È una buona idea, che ha già esperienze feconde. Casa Testori già durante il lockdown aveva proposto ad alcuni artisti che si erano ritrovati a dover lavorare davanti ai propri figli, di realizzare delle opere insieme a loro, a 4 o 6 mani. Negli stessi mesi di DAD Angelo Bardini – Piacenza Jazz Club – e Claudio Angeleri – CDpM Bergamo, entrambi soci dell’associazione nazionale Il Jazz va a scuola presieduta da Ada Montellanico, hanno ideato e realizzato un’esperienza straordinaria condivisa e apprezzata dall’UNESCO e in particolare da Herbie Hancock che ha scritto una accorata lettera a 8.000 studenti italiani. L’idea consisteva nel portare in un solo giorno, l’International Jazz Day del 30 aprile, 150 musicisti jazz in 250 classi ad altrettante classi virtuali per alcune lezioni-concerto in DAD collegati da un computer. «Avevamo in programma diversi interventi didattici e concerti nelle scuole e con le scuole, in vari ambienti della città: invece di rinunciare, abbiamo mixato, scuola da una parte e musica dall’altra, ed ecco l’idea. “Ingegnerizzare” è una parola di scuola a me piace molto, significa dare risposte a problemi veri», ricorda Bardini. Perché non fare entrare dentro le aule (virtuali) i musicisti con un concerto? «Siamo partiti ipotizzandone 50 e siamo arrivati a 250 concerti, con 150 musicisti, dalle 9 del mattino fino a sera. Abbiamo coinvolto tutto il jazz italiano, tutti hanno suonato gratuitamente, alcuni anche per due o tre classi, condividendo con i ragazzi la loro esperienza concertistica, la loro storia e il loro talento. Petra Mangoni, ad esempio, si è esibita insieme alla figlia Frida Bollani ed è stata un’ora e dieci a dialogare con i ragazzi, Fabrizio Bosso è "entrato" in una classe di Bobbio, Rita Marcotulli in una classe di Modena. È stato un modo straordinario di vedere quanto è bello il digitale se lo sai usare bene».

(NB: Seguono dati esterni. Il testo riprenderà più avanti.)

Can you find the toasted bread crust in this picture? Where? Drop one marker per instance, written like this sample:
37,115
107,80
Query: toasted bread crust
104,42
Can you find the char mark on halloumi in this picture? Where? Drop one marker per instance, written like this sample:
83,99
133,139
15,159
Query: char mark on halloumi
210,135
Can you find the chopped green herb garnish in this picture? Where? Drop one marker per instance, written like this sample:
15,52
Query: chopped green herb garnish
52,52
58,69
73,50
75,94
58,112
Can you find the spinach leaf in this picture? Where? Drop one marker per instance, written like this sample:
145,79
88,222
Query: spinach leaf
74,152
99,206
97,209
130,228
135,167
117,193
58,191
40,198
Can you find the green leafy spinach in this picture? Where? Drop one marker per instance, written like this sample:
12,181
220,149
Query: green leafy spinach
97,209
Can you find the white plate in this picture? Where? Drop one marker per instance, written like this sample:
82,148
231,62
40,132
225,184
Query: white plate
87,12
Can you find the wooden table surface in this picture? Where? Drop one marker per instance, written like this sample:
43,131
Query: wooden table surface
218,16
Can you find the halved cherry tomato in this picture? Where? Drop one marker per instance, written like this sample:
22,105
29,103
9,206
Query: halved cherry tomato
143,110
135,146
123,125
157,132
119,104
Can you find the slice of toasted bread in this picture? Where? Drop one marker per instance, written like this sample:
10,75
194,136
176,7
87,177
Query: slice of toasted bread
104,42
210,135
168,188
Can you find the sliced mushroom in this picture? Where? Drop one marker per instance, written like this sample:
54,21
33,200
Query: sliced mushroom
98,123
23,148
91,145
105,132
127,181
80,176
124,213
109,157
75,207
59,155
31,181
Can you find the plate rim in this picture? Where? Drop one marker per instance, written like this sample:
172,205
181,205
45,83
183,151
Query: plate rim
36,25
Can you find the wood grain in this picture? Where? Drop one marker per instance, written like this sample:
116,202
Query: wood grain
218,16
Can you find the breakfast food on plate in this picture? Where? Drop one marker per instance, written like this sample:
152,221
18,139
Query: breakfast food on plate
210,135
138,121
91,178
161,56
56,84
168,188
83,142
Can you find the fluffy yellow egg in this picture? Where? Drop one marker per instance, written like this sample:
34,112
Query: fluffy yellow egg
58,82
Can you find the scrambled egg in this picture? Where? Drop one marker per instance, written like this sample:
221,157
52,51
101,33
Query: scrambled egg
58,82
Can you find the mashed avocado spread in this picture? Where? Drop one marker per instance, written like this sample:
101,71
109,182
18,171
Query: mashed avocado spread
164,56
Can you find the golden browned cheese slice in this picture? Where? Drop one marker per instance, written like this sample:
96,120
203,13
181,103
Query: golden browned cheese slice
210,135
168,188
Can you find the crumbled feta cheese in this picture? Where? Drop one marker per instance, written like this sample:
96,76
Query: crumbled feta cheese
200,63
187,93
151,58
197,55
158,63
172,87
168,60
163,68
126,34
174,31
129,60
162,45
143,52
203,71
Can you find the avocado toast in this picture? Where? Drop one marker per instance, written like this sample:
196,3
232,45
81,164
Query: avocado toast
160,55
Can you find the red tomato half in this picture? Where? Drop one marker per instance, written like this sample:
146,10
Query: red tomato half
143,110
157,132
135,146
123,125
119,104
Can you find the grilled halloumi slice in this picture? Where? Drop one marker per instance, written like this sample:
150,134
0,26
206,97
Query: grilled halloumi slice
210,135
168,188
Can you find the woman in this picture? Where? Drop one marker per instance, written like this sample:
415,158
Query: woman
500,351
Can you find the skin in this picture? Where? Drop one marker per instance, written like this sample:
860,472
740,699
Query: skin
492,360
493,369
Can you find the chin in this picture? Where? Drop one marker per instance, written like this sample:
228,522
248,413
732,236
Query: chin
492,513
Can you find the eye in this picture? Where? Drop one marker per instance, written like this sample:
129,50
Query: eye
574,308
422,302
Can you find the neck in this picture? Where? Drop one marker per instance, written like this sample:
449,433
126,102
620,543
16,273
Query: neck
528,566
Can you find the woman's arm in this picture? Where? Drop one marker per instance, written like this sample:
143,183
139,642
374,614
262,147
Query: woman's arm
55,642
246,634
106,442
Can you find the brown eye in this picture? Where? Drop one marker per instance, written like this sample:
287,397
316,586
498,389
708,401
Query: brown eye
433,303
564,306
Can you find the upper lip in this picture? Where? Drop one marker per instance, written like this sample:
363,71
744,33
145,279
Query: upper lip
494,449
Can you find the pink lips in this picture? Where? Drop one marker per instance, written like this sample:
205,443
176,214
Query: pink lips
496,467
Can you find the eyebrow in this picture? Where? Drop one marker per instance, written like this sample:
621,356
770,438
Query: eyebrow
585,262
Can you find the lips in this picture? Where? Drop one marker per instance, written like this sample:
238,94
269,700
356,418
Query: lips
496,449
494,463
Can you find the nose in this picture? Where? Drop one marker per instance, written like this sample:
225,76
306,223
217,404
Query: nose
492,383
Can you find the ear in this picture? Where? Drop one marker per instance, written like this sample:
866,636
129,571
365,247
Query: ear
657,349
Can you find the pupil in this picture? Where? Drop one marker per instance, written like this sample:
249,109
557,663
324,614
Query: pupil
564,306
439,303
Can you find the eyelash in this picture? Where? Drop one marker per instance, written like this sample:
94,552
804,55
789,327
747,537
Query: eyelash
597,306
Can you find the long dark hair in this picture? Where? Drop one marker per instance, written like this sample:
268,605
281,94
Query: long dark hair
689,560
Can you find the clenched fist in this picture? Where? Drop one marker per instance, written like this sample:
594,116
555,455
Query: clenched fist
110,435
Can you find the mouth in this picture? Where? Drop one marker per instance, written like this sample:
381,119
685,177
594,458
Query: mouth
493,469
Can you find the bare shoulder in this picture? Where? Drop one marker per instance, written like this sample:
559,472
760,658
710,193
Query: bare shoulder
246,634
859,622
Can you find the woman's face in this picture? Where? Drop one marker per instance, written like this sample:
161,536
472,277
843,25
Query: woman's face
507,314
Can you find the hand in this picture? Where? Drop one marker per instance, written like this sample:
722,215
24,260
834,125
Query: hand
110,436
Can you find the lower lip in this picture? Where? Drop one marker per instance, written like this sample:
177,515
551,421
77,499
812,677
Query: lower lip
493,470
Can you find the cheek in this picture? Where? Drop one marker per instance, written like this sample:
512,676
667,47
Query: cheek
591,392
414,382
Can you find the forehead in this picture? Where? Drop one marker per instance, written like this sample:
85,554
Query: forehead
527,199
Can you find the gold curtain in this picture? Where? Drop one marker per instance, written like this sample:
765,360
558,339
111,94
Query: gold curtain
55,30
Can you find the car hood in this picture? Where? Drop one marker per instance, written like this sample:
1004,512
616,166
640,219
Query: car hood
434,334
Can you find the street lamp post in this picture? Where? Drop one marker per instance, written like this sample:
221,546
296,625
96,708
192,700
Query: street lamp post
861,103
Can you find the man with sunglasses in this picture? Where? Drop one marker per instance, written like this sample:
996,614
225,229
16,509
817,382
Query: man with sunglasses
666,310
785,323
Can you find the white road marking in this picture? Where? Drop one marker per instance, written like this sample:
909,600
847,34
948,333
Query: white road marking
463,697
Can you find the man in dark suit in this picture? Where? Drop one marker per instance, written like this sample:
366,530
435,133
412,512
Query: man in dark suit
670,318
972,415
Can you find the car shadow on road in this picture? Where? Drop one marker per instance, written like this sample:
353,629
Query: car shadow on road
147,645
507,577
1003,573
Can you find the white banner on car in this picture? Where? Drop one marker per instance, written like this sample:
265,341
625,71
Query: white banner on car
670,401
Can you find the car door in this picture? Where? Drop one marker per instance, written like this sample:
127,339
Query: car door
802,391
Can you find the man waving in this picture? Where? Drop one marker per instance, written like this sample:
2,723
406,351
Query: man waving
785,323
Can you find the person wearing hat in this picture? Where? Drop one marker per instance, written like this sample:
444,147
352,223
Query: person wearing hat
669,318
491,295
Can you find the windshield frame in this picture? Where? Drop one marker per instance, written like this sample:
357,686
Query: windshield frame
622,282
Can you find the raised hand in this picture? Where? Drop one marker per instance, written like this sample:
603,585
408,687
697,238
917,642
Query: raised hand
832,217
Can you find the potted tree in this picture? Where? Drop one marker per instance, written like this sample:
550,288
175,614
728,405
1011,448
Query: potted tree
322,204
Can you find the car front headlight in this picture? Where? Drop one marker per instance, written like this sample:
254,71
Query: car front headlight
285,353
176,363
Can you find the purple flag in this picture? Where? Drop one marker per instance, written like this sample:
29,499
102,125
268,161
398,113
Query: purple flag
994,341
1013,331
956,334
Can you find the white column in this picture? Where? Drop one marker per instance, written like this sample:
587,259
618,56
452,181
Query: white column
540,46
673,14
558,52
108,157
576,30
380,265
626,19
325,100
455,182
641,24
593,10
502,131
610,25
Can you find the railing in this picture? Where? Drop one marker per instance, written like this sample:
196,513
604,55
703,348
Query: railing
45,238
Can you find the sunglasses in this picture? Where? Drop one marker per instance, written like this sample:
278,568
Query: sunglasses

Al di là dell'emergenza un modello di scuola aperta, un sistema formativo integrato e "ibrido" può far tesoro delle tecnologie per aprire la piccola realtà al mondo e costruire insieme alle maestranze nuovi spazi educativi che favoriscono l’incontro dei ragazzi con la cultura costruendo intorno ad essa percorsi formativi di grande appeal

Angelo Bardini, Il Jazz va a scuola

Il primo concerto è stato con una classe di Bergamo in collegamento dalla California con Rob Sudduth, il penultimo quello con la violinista Eloisa Manera con una piccola scuola di Favignana, l’ultimo alle 21 di sera è stato per Travo, una scuola di 50 alunni in un piccolo paese dell’Appennino piacentino di 2 mila abitanti. «Si sono presentati sui divani, alcuni col farfallino e altri in cravatta; con i nonni e i genitori, eleganti e emozionati. C’era tutta Travo, almeno mille persone». Dall’altra parte c’era Jaques Morelenbaum, un violoncellista che suona anche con Fresu e che si esibisce nei teatri di tutto il mondo, «lui “è” il Brasile. Un artista che nessuno potrebbe mai portare a Travo né in una classe italiana, per la logistica, per quanto ci vuole ad andare a Travo e per i costi. Non ci saremmo arrivati in nessun modo senza il digitale. Invece Jaques era lì, dalla sua casa di Rio, per i bambini di Travo a cui ha regalato un’emozione che non dimenticheranno mai più. Erano come per incanto spariti gli 8.000 chilometri e le 8 ore del fuso orario. Non solo, quando ho scritto a Jaques con whatsapp del nostro progetto, la risposta è stata immediata: "Ci sarò!". Dentro la tecnologia anche in questo senso c’è un tesoro da scoprire e digitale è voce del verbo integrare».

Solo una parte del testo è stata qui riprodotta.